2. The high spatiotemporal resolution optical system suitable for X-ray diagnostics according to claim 1, characterized in that: the nonlinear medium (3) is calcium fluoride.

3. The high space-time resolution optical system suitable for X-ray diagnosis according to claim 1, characterized in that: the dispersive medium (7) is a glass rod.

4. The high space-time resolution optical system suitable for X-ray diagnosis according to claim 1, characterized in that: the X-ray response module comprises a half-mirror (11), a semiconductor response medium (12) arranged between the half-mirror (11) and a target (13) and a metal aperture (14) arranged between the target (13) and the semiconductor response medium (12), wherein one side, close to the metal aperture (14), of the semiconductor response medium (12) is plated with a layer of detection light reflection film (14 a);

x-rays generated by interaction of the target hitting laser and the target (13) are imaged on a semiconductor response medium (12) through a metal small hole (14), meanwhile, two beams of detection light emitted from the detection light generation module are emitted into the semiconductor response medium (12) through the half-transmitting mirror (11), carry the information of the space-time evolution process of the X-rays and then are reflected back to the half-transmitting mirror (11) from the semiconductor response medium (12), and finally are emitted to a first 4f system (15) through the half-transmitting mirror (11).
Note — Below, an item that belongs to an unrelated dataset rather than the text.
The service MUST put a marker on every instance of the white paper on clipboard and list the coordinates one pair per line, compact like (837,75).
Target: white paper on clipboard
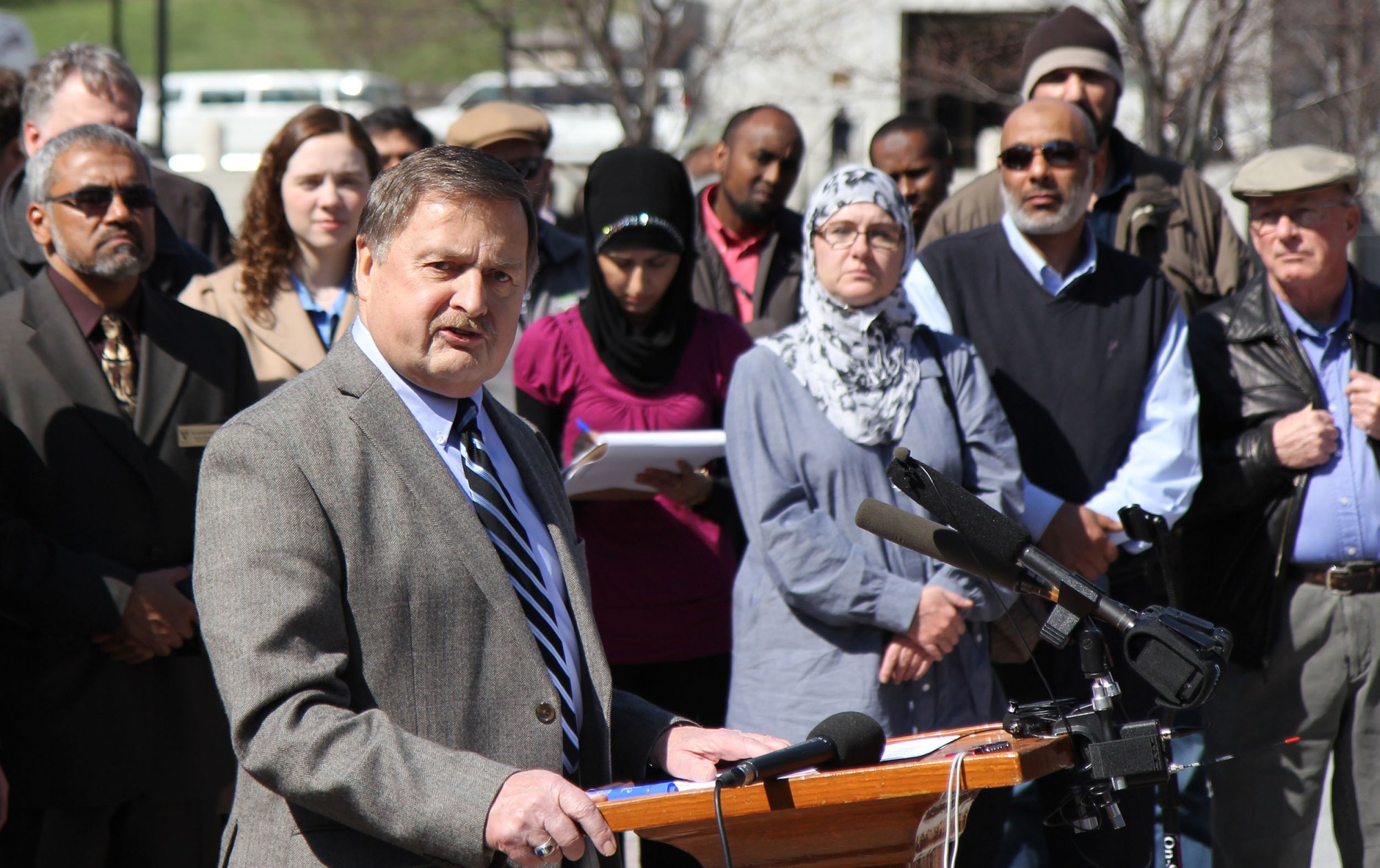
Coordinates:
(629,453)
5. The high spatiotemporal resolution optical system suitable for X-ray diagnosis according to claim 4, characterized in that: the half-transmitting and half-reflecting mirror (11), the semiconductor response medium (12), the metal small hole (14) and the target (13) are all arranged in the light shield.

6. The high space-time resolution optical system suitable for X-ray diagnosis according to claim 4, characterized in that: the probe light reflection film (14a) is copper with a thickness of 100 nm.

7. The high space-time resolution optical system suitable for X-ray diagnosis according to claim 4, characterized in that: the semi-transparent semi-reflecting mirror (11) is a non-polarization wide-spectrum semi-transparent semi-reflecting mirror.

8. The high space-time resolution optical system suitable for X-ray diagnosis according to claim 1, characterized in that: a reflector (20) is arranged between the transmission grating (19) and the CCD (21), and multiple beams of detection light emitted by the transmission grating (19) are reflected by the reflector (20) and then are imaged on different positions of the CCD (21) respectively.